The officers didn’t see lives worth saving. They—in their own words—saw only “lab rats.”
. . . and because they became a liability for those entities with the power to control the people with the guns.
The monkeys’ seller (Tulane), buyer (Bioqual), and transporter (Wildlife Transportation Facilitators) didn’t offer help or non-lethal options—only instructions that the animals be gunned down at the side of the road.

These animals were executed because they had become inconvenient for the animal research industry.
Animals who transgress human-imposed boundaries are often punished for the simple act of being seen—because their escape shatters the truth their exploiters desperately try to hide: their victims are not anonymous, disposable objects.
They’re individuals, who are desperate to live.
They Fought to Live
And, on the side of the Mississippi interstate, they fought for their lives—even in their final moments.
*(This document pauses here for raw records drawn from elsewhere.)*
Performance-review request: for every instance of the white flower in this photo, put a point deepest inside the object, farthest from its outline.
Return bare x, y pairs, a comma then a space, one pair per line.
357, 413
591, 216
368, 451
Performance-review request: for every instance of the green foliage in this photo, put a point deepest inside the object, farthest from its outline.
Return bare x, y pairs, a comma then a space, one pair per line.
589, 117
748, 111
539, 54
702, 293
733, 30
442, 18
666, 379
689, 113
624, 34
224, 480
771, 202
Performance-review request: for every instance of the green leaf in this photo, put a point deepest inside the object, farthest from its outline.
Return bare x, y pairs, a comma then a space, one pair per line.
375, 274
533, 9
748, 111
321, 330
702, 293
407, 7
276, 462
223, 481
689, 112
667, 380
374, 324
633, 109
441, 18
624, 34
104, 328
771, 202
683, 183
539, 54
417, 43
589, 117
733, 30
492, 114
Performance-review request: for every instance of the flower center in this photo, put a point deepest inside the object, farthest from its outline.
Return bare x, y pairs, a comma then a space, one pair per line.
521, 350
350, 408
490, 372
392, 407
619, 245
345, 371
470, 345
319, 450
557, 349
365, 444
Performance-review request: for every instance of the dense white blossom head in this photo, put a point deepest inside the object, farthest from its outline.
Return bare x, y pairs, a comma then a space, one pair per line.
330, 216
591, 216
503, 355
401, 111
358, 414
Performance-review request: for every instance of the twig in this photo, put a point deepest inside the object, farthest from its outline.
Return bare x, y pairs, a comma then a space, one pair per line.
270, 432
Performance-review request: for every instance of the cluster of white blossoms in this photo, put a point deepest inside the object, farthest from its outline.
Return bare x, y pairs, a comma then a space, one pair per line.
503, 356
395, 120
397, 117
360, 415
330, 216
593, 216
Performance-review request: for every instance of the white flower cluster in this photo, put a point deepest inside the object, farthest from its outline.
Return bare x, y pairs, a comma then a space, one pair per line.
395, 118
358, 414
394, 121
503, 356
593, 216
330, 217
The officers couldn’t ignore it, commenting repeatedly on how “strong” and “tough” the monkeys were:
“I hit that fucker twice
and he kept fuckin movin.”
“I’m tellin you them jokers are strong . . . They ain’t gonna go down.”
“He started fuckin crawlin.”
“I’m shootin full metal jackets. FMJs . . . I know I shot the one in the trailer. He just looked at me and then he started rollin. Then he got back up and went back in the trailer.”
“You gonna have to hit midsection or in the head on em, they’re not gonna quit movin.”
“Aim for the head,
cuz I shot that one ago twice,
he kept movin.”
Despite everything—their incarceration, the crash, the bullets—they still had hope.
Hope for a life not defined by cages.
Hope for the woods just across the road.
Hope for something different than the past—and the present—forced upon them by humans.
All hopes dashed not by some tragic accident, but by human choice.

The choices made by the animal research industry and the Mississippi officers—to kill the escaped monkeys—exemplify the realities of the animal industrial complex, which exists to treat living beings as disposable commodities and takes great pains to hide its victims from public view.
We Bore Witness and Must Now Carry the Truth
Because nothing threatens the industry more than animals who refuse to die quietly—and, nothing exposes its violence more than those who try to escape it.
We can all watch this unfold in real time.
And, then we must carry the truth forward—until, together, we stop the violence.